Friends and coworkers of Jason Baines, who was killed while riding his bicycle across Midland Avenue in October, installed a ghost bike in his memory Sunday.
About noon, the small group chained the stark-white bike to a light pole at the corner of Midland and Short Street, where the wreck occurred.
A ghost bike is a roadside memorial that riders build and place at the spot where a fellow cyclist has been killed or severely injured. The practice is common in some areas, but Baines' memorial is thought to be only the second ghost bike in Lexington.
The first bike was placed for Thomas "Rick" Kerr in September. Kerr, 53, was hit and killed on Russell Cave Road Aug. 30.
The bike used to build Baines' memorial was one of about eight he had at his Aurora Avenue home, said his fiancée, Elli Wright .

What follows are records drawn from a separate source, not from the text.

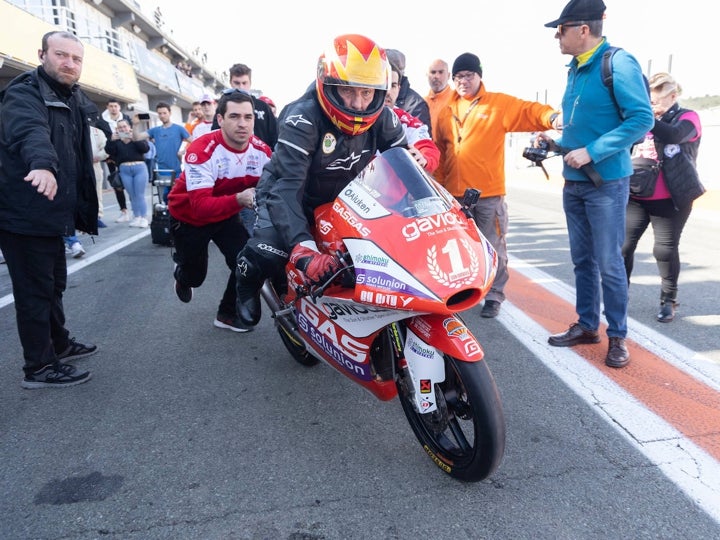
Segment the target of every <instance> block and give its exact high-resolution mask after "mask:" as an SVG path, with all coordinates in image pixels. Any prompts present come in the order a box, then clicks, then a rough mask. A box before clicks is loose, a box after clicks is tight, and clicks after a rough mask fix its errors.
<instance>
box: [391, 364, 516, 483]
mask: <svg viewBox="0 0 720 540" xmlns="http://www.w3.org/2000/svg"><path fill="white" fill-rule="evenodd" d="M444 359H445V381H444V382H442V383H439V384H436V385H435V391H436V401H437V405H438V411H436V412H433V413H429V414H420V413H419V412H418V411H417V409H416V407H415V403H414V400H413V397H412V395H411V393H410V392H408V391H407V381H405V380H403V377H402V375H401V376H400V377H399V379H398V381H397V386H398V397H399V399H400V403H401V404H402V408H403V411H404V412H405V416H406V417H407V419H408V422H409V423H410V427H411V428H412V430H413V432H414V433H415V436H416V437H417V439H418V440H419V441H420V444H421V445H422V446H423V449H424V450H425V452H427V454H428V455H429V456H430V458H431V459H432V460H433V462H434V463H435V464H436V465H437V466H438V467H439V468H440V469H441V470H442V471H444V472H446V473H447V474H449V475H450V476H452V477H453V478H457V479H458V480H462V481H464V482H478V481H480V480H484V479H485V478H487V477H488V476H490V475H491V474H492V473H494V472H495V470H496V469H497V468H498V466H499V465H500V461H501V460H502V457H503V454H504V452H505V418H504V415H503V410H502V404H501V402H500V396H499V394H498V390H497V387H496V385H495V380H494V379H493V376H492V374H491V373H490V369H489V368H488V366H487V363H486V362H484V361H480V362H463V361H461V360H458V359H456V358H454V357H452V356H448V355H445V357H444Z"/></svg>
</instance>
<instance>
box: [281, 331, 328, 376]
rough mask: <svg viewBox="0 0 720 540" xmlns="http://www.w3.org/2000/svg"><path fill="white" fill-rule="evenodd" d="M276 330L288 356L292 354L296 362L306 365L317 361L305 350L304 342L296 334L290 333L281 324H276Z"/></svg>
mask: <svg viewBox="0 0 720 540" xmlns="http://www.w3.org/2000/svg"><path fill="white" fill-rule="evenodd" d="M277 331H278V334H280V339H281V340H282V342H283V345H285V348H286V349H287V350H288V352H289V353H290V356H292V357H293V359H294V360H295V361H296V362H298V363H299V364H302V365H303V366H308V367H310V366H314V365H316V364H317V363H318V362H319V360H318V359H317V358H315V357H314V356H313V355H311V354H310V353H309V352H308V351H307V349H306V348H305V344H304V343H303V342H302V341H299V340H298V338H297V336H293V335H291V334H290V333H289V332H288V331H287V330H286V329H285V328H284V327H283V325H281V324H278V325H277Z"/></svg>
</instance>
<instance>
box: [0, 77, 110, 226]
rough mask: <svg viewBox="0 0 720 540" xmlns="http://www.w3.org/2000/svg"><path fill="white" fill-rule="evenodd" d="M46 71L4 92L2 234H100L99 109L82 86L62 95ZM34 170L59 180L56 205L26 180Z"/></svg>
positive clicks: (10, 88) (10, 84)
mask: <svg viewBox="0 0 720 540" xmlns="http://www.w3.org/2000/svg"><path fill="white" fill-rule="evenodd" d="M41 69H42V67H39V68H36V69H35V70H33V71H28V72H26V73H23V74H22V75H19V76H18V77H16V78H15V79H13V80H12V81H11V82H10V83H9V84H8V86H7V87H6V88H5V89H4V90H3V91H2V92H0V100H1V101H2V109H1V110H0V229H3V230H5V231H9V232H13V233H17V234H26V235H35V236H67V235H72V234H74V233H75V230H79V231H83V232H86V233H89V234H97V217H98V200H97V191H96V189H95V172H94V170H93V162H92V144H91V140H90V125H91V124H93V123H94V122H96V120H97V118H98V116H99V113H98V110H97V107H96V106H95V104H93V103H92V101H90V99H89V98H88V97H87V96H86V95H85V94H84V93H83V92H82V91H81V90H80V89H79V88H78V87H77V85H76V86H75V87H73V89H72V90H71V91H70V92H68V95H67V96H62V95H59V94H58V92H56V91H55V90H54V89H53V88H52V87H51V85H50V84H49V83H48V82H47V81H46V80H45V79H44V78H43V76H42V75H41V74H40V72H39V70H41ZM34 169H46V170H48V171H51V172H52V173H53V174H54V175H55V179H56V180H57V184H58V190H57V194H56V195H55V198H54V199H53V200H52V201H51V200H48V198H47V197H45V196H44V195H41V194H40V193H38V192H37V190H36V188H35V187H34V186H33V185H32V184H31V183H29V182H26V181H25V180H23V178H24V177H25V176H26V175H27V174H28V173H29V172H30V171H31V170H34Z"/></svg>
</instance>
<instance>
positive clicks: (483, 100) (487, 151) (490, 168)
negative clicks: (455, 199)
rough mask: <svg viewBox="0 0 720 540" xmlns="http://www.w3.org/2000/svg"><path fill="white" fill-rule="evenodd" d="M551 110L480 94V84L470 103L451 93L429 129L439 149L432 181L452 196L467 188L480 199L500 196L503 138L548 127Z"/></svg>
mask: <svg viewBox="0 0 720 540" xmlns="http://www.w3.org/2000/svg"><path fill="white" fill-rule="evenodd" d="M463 101H464V103H463ZM555 112H557V111H555V110H554V109H553V108H552V107H551V106H550V105H543V104H542V103H538V102H536V101H523V100H521V99H518V98H516V97H513V96H509V95H507V94H499V93H495V92H486V91H485V85H484V84H483V83H481V84H480V89H479V90H478V92H477V94H476V95H475V96H473V97H472V99H470V100H468V99H467V98H462V97H460V95H459V94H458V93H457V92H455V93H454V95H453V96H452V98H451V99H450V101H449V102H448V106H447V107H445V108H444V109H442V110H441V111H440V114H439V116H438V119H437V133H435V132H434V131H433V139H434V140H435V143H436V144H437V147H438V148H439V150H440V165H439V167H438V169H437V171H435V177H436V178H437V179H438V181H439V182H440V183H441V184H443V185H444V186H445V188H446V189H447V190H448V191H449V192H450V193H451V194H453V195H454V196H456V197H462V196H463V194H464V193H465V189H466V188H469V187H472V188H476V189H479V190H480V192H481V193H480V196H481V197H496V196H499V195H505V134H506V133H511V132H516V131H528V132H530V131H545V130H548V129H551V128H552V125H551V119H550V117H551V116H552V115H553V114H554V113H555Z"/></svg>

"It was in the worst shape out of all of them," said Wright, 39. "He had plans to fix it and get it back to working order."

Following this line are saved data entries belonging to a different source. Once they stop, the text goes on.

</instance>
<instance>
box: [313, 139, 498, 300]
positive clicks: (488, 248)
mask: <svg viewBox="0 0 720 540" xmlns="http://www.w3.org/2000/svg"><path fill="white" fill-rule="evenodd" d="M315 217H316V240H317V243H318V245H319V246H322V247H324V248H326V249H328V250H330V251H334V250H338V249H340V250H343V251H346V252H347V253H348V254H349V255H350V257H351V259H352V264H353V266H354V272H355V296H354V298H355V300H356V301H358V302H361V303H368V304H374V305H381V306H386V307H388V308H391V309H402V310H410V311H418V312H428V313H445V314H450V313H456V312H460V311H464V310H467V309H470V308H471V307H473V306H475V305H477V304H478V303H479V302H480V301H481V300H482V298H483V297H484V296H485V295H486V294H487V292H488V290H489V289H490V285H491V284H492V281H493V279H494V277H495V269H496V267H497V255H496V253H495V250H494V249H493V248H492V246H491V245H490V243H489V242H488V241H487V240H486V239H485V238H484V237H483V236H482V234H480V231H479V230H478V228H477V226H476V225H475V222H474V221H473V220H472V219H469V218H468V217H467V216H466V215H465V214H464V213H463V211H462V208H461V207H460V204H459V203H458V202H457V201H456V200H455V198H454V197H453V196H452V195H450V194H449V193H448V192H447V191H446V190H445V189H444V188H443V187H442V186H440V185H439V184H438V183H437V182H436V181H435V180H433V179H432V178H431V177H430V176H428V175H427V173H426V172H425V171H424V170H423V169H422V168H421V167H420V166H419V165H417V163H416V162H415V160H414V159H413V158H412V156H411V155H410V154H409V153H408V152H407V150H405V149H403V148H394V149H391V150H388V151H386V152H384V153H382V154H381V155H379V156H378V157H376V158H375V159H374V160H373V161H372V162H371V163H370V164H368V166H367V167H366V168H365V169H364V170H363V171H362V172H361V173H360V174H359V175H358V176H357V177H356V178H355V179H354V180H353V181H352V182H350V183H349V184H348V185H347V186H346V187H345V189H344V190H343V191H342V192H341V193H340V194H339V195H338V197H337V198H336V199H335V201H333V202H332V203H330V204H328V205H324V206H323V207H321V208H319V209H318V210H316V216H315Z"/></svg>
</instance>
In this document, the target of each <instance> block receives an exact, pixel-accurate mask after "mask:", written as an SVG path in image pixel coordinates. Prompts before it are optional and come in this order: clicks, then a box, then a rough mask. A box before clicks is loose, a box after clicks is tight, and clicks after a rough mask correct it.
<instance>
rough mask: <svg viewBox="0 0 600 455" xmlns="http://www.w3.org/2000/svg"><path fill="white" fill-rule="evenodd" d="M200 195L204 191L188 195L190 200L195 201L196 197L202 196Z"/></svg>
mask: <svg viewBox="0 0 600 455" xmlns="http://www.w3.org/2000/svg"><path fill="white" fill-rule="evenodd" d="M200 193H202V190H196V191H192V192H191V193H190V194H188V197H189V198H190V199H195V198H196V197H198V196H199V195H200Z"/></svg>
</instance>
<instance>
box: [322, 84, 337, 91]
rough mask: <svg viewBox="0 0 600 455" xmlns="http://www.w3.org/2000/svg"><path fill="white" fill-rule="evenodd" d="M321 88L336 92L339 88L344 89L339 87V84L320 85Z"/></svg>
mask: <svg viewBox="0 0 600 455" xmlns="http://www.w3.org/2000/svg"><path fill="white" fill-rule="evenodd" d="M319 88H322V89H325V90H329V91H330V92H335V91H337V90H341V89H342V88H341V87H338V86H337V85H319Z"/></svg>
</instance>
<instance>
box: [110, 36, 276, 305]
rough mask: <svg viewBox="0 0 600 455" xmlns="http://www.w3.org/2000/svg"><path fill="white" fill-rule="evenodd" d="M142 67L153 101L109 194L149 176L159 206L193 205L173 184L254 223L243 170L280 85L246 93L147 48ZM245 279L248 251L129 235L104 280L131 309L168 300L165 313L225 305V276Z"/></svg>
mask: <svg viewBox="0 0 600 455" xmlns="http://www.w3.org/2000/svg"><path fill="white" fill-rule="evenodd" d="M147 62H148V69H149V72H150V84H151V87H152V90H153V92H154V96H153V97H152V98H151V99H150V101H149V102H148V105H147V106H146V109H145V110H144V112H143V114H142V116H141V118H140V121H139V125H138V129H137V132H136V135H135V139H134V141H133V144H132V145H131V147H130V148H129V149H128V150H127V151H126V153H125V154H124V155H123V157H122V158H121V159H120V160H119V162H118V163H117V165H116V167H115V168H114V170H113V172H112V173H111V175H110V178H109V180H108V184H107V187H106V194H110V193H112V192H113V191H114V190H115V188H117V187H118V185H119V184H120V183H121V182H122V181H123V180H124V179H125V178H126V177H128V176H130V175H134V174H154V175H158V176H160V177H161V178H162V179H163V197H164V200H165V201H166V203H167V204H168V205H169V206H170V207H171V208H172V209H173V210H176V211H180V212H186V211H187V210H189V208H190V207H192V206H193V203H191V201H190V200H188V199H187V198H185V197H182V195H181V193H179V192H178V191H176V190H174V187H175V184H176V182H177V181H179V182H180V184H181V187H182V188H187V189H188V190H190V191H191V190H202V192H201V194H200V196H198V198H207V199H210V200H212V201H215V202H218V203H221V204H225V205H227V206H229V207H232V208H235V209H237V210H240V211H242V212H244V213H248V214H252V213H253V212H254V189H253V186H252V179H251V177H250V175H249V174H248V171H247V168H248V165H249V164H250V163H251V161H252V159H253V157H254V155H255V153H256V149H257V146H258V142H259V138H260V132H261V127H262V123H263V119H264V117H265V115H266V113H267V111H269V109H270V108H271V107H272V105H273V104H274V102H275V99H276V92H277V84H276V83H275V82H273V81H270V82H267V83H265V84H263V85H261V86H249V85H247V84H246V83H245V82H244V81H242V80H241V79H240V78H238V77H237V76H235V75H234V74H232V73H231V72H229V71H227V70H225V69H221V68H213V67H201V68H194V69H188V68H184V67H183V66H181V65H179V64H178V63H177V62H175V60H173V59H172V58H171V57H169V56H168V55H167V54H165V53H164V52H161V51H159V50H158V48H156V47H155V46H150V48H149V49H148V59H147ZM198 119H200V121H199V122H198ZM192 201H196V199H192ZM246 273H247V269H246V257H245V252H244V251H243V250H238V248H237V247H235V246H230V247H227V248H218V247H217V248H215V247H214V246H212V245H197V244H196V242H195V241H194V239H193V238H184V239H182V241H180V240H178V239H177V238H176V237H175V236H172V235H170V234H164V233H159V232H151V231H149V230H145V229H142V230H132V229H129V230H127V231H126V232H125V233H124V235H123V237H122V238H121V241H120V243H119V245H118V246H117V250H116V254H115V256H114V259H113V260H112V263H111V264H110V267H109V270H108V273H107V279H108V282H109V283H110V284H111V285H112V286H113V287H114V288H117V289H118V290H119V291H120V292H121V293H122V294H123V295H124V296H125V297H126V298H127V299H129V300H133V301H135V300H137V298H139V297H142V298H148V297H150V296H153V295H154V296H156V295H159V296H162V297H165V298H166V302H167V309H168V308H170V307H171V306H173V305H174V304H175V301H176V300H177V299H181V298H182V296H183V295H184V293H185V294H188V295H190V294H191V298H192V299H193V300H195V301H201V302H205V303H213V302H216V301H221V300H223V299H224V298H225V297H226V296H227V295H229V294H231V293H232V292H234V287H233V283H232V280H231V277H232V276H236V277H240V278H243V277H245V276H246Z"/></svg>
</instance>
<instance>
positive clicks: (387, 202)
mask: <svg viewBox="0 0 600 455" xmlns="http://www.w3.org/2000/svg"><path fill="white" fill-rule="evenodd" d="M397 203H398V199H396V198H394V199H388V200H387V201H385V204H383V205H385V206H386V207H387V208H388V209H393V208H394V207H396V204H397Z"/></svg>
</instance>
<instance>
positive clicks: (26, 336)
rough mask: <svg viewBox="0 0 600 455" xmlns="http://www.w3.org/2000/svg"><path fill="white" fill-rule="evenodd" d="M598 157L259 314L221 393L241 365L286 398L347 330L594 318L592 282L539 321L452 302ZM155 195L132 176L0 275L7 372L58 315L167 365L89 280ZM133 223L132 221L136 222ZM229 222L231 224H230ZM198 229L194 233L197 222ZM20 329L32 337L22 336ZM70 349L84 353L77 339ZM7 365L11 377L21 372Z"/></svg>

Baines, who worked at the Lexington Bicycle Center on Red Mile Road, and Wright, a tattoo artist, had dated for about nine years. They planned to be married in the spring, she said.

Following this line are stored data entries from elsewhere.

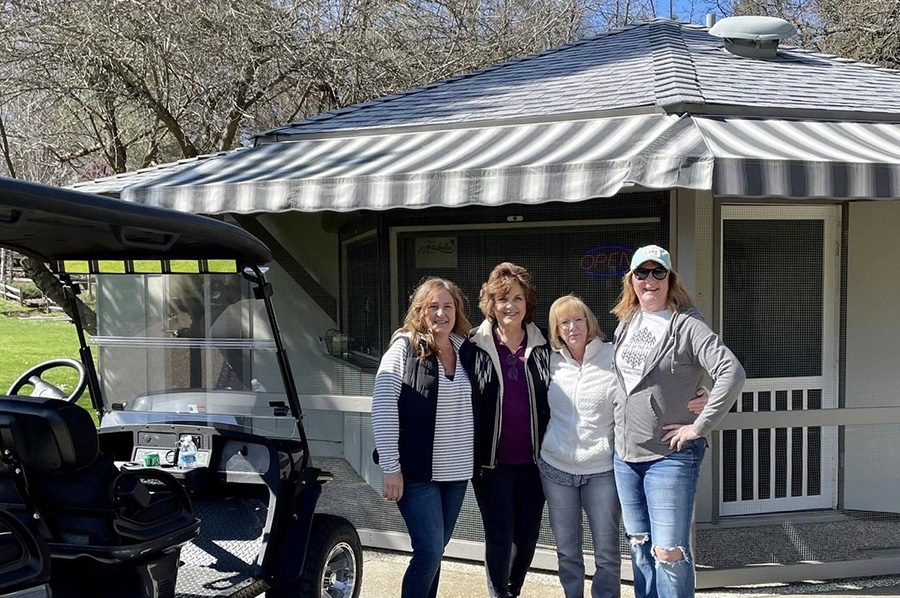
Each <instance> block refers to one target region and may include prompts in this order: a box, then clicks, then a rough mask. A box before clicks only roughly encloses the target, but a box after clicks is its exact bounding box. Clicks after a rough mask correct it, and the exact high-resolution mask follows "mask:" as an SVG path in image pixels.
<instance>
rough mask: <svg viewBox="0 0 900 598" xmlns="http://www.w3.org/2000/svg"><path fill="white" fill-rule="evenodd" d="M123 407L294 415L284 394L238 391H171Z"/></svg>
mask: <svg viewBox="0 0 900 598" xmlns="http://www.w3.org/2000/svg"><path fill="white" fill-rule="evenodd" d="M121 410H127V411H150V412H154V413H191V414H194V413H213V414H232V415H258V416H263V417H266V416H268V417H284V416H289V415H290V410H289V409H288V407H287V402H286V397H285V394H284V393H272V392H253V391H236V390H218V391H209V390H202V391H193V390H170V391H164V392H157V393H153V394H146V395H143V396H139V397H137V398H135V399H134V400H133V401H131V402H130V403H129V404H127V405H122V406H121Z"/></svg>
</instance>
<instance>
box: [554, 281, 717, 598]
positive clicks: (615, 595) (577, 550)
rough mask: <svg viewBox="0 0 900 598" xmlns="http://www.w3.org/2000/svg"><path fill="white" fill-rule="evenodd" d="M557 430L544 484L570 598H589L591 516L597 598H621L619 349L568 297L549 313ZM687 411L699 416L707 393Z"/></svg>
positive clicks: (585, 307) (566, 296)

Baines was on his way home from work Oct. 24 when he was hit by a car. He was pronounced dead a short time later at University of Kentucky Chandler Hospital.
A memorial ride was held for Baines Nov. 11, Wright said. Friends of Baines tentatively have plans to hold the memorial ride yearly. Friends are also hoping to have a section of the Veteran's Park bike trail, where Baines liked to ride, named after him.
The ghost bike is all white except for blue lettering featuring Baines' name, date of birth and date of death. There also are a few symbols and decals painted by his friends.
Wright said she plans for the ghost bike to become a permanent fixture at the intersection. She has registered the memorial with GhostBikes.org, which tracks ghost biked across the world.